This is an old thread, but it contains much useful information. Many arguments against considering a camera as having a color space are dispelled by this post from the developers of Fast Raw Viewer. In the end, semantics are involved in what is a color space.
Argument 1,
Viewing RAW is Impossible seems silly to me. I've always found BayerDemosaic by Marc Rochkind to be a great teaching tool to illustrate this. For example:
http://www.digitaldog.net/files/raw.jpg
Argument 2
"The color on RAW data is wrong" isn't the same as raw has no color space IMHO. I think we came to agreement here or elsewhere about this. Raw image data
is in some native camera color space, but it is not a colorimetric color space, and has no single “correct” relationship to colorimetry. The piece you outline states:
A RAW image is recorded in the sensor's "color space." So nothing is really new here. As usual, all we need to do is assign proper "color space" to the data.

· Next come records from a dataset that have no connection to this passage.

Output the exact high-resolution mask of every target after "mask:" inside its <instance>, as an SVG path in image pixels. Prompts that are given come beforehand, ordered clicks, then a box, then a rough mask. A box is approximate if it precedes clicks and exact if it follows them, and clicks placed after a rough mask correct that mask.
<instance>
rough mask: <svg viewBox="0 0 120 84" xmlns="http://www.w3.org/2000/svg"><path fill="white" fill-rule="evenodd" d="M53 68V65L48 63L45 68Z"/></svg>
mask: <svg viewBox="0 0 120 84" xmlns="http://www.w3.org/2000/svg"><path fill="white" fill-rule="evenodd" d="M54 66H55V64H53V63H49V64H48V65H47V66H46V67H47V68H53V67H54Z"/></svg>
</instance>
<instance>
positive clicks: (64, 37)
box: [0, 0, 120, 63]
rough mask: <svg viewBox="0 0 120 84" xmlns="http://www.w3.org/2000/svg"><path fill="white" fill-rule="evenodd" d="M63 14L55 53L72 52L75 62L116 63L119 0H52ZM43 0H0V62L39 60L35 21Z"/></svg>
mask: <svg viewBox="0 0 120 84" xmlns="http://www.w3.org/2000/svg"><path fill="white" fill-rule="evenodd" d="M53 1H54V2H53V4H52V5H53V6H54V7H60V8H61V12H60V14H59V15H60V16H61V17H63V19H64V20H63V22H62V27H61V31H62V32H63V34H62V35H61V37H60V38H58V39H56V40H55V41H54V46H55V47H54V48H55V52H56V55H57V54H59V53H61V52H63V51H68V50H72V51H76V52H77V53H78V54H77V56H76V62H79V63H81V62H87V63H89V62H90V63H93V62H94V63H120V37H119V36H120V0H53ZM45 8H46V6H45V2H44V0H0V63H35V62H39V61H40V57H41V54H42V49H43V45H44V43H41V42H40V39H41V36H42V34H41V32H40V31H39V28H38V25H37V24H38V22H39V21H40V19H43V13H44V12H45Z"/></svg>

Ah, so what is that color space?
Argument 3:
RAW images are very dark". That's of course untrue and the article discusses why. For many years, when doing classes on why we need to have proper profiles assigned to image data, I showed a capture from an old Kodak DCS camera which allowed a gamma 1.0 capture as an option. I would place info palette sample points on the image which at the time was 'assumed' incorrectly to be sRGB. Using Assign Profile command, I would select the ICC profile that defined the data. The numbers didn't change, the image got lighter and appeared correct. So yes, these images are not dark, they are being previewed with the wrong profile.
Interestingly we see the same silly assumptions with Adobe RGB (1998) being '
dull' instead of sRGB when it is being previewed improperly. The same false ideas about Adobe RGB (1998) and these raw files populate the web. There's nothing wrong with the data. There's something wrong about how the data is interpreted, an incorrect assumed profile.